The pieces make a number of other different shapes.
Crambrook. 1843. P. 4, no. 17: Four pieces to form a Square. This might be the dissection being considered here??
A. Héraud. Jeux et Récréations Scientifiques -- Chimie, Histoire Naturelle, Mathématiques. (1884); Baillière, Paris, 1903. Pp. 303 304: Casse tête. Uses two cuts which are perpendicular but are not through the centre. He claims there are 120 ways to try to assemble it, but his mathematics is shaky -- he adds the numbers of ways at each stage rather than multiplying! Also, as Strens notes in the margin of his copy (now at Calgary), if the crossing is off-centre, then many of the edges have different lengths and the number of ways to try is really only one.

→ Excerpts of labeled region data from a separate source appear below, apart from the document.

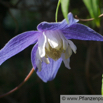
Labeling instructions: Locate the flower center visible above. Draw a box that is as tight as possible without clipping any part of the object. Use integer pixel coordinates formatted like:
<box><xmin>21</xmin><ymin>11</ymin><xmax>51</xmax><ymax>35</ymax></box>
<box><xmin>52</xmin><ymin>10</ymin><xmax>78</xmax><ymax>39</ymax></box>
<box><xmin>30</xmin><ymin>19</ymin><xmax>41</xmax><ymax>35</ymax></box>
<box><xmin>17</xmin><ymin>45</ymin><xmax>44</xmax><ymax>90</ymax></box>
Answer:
<box><xmin>45</xmin><ymin>45</ymin><xmax>63</xmax><ymax>60</ymax></box>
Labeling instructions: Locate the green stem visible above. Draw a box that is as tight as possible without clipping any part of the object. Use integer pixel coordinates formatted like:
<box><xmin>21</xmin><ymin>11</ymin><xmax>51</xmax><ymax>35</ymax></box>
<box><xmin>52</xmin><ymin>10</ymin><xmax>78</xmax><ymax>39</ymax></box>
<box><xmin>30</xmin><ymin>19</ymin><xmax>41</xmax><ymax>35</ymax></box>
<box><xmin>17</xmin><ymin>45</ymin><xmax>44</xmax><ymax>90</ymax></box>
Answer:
<box><xmin>55</xmin><ymin>0</ymin><xmax>61</xmax><ymax>22</ymax></box>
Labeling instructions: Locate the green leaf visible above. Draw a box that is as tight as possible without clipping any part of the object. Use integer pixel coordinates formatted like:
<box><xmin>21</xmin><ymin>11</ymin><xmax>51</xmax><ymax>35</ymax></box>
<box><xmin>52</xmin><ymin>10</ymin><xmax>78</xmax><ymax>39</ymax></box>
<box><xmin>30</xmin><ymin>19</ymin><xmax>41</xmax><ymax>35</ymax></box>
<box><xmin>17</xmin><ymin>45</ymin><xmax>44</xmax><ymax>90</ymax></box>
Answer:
<box><xmin>61</xmin><ymin>0</ymin><xmax>69</xmax><ymax>23</ymax></box>
<box><xmin>55</xmin><ymin>0</ymin><xmax>61</xmax><ymax>22</ymax></box>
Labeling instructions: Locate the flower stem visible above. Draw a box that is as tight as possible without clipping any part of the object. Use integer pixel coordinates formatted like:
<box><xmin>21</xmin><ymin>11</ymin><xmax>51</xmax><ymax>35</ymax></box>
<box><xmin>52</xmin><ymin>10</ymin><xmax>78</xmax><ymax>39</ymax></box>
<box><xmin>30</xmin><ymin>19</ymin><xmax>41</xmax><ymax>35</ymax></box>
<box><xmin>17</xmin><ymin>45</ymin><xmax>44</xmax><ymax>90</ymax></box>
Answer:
<box><xmin>0</xmin><ymin>68</ymin><xmax>34</xmax><ymax>98</ymax></box>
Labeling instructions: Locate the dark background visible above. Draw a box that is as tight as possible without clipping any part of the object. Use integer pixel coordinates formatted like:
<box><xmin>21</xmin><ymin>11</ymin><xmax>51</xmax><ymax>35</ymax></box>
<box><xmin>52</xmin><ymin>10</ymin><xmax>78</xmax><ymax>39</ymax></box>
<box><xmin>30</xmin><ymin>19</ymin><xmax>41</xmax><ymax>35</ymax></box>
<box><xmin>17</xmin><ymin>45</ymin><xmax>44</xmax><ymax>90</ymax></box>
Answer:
<box><xmin>0</xmin><ymin>0</ymin><xmax>103</xmax><ymax>103</ymax></box>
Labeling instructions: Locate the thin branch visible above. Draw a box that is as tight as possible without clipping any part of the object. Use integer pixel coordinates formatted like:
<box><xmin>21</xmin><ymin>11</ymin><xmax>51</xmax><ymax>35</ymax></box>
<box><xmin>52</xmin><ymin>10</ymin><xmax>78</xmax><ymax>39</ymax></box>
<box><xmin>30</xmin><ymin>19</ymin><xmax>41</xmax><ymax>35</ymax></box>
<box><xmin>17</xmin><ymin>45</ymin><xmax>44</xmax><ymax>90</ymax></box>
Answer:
<box><xmin>0</xmin><ymin>68</ymin><xmax>34</xmax><ymax>98</ymax></box>
<box><xmin>75</xmin><ymin>14</ymin><xmax>103</xmax><ymax>21</ymax></box>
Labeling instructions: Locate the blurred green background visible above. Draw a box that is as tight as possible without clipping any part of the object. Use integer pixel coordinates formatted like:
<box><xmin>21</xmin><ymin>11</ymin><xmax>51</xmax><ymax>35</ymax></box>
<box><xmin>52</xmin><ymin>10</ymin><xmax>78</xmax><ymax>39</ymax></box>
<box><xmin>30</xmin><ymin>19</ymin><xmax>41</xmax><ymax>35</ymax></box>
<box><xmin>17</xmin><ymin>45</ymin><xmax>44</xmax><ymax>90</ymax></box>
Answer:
<box><xmin>0</xmin><ymin>0</ymin><xmax>103</xmax><ymax>103</ymax></box>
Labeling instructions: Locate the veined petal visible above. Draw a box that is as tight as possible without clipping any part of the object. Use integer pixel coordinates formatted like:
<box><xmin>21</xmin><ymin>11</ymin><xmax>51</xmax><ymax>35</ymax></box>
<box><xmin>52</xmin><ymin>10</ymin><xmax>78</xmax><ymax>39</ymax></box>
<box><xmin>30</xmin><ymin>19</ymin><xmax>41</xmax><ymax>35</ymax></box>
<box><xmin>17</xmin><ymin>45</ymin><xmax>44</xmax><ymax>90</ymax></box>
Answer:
<box><xmin>60</xmin><ymin>33</ymin><xmax>68</xmax><ymax>50</ymax></box>
<box><xmin>38</xmin><ymin>32</ymin><xmax>47</xmax><ymax>58</ymax></box>
<box><xmin>31</xmin><ymin>43</ymin><xmax>40</xmax><ymax>69</ymax></box>
<box><xmin>62</xmin><ymin>23</ymin><xmax>103</xmax><ymax>41</ymax></box>
<box><xmin>37</xmin><ymin>58</ymin><xmax>62</xmax><ymax>82</ymax></box>
<box><xmin>45</xmin><ymin>30</ymin><xmax>62</xmax><ymax>49</ymax></box>
<box><xmin>61</xmin><ymin>53</ymin><xmax>71</xmax><ymax>69</ymax></box>
<box><xmin>68</xmin><ymin>40</ymin><xmax>77</xmax><ymax>53</ymax></box>
<box><xmin>0</xmin><ymin>31</ymin><xmax>40</xmax><ymax>65</ymax></box>
<box><xmin>37</xmin><ymin>13</ymin><xmax>78</xmax><ymax>31</ymax></box>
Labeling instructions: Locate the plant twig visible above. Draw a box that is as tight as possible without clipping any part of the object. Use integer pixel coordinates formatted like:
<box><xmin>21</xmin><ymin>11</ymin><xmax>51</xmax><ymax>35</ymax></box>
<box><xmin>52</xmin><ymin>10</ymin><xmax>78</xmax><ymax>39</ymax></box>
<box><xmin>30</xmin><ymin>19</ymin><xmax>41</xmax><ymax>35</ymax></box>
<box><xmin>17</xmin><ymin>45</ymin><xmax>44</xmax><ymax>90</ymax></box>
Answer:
<box><xmin>0</xmin><ymin>68</ymin><xmax>34</xmax><ymax>98</ymax></box>
<box><xmin>75</xmin><ymin>14</ymin><xmax>103</xmax><ymax>21</ymax></box>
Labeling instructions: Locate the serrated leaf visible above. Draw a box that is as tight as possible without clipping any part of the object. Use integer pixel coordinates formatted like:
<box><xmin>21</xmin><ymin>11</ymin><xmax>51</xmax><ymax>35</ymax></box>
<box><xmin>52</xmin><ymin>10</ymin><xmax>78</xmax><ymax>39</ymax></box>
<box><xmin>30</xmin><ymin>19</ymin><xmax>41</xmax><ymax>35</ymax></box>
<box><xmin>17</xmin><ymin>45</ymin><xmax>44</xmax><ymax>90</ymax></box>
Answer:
<box><xmin>61</xmin><ymin>0</ymin><xmax>69</xmax><ymax>22</ymax></box>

Actually, I'm not at all sure what the number of ways to try is -- Héraud seems to assume one tries each orientation of each piece, but some intelligence sees that a piece can only fit one way beside another.
Handy Book for Boys and Girls. Op. cit. in 6.F.3. 1892. P. 14: The divided square puzzle. Crossing is off-centre.
Tom Tit, vol 3. 1893. Carré casse-tête, pp. 179-180. = K, no. 26: Puzzle squares, pp. 68 69. = R&A, Puzzling squares, p. 99. Not illustrated, but described: cut a square into four parts by two perpendicular cuts, not necessarily through the centre.
A. B. Nordmann. One Hundred More Parlour Tricks and Problems. Wells, Gardner, Darton & Co., London, nd [1927 -- BMC]. No. 77: Pattern making, pp. 69-70 & 109. Make five other shapes.
M. Adams. Puzzle Book. 1939. Prob. C.12: The broken square, pp. 125 & 173. As above, but notes that the pieces also make a square with a square hole.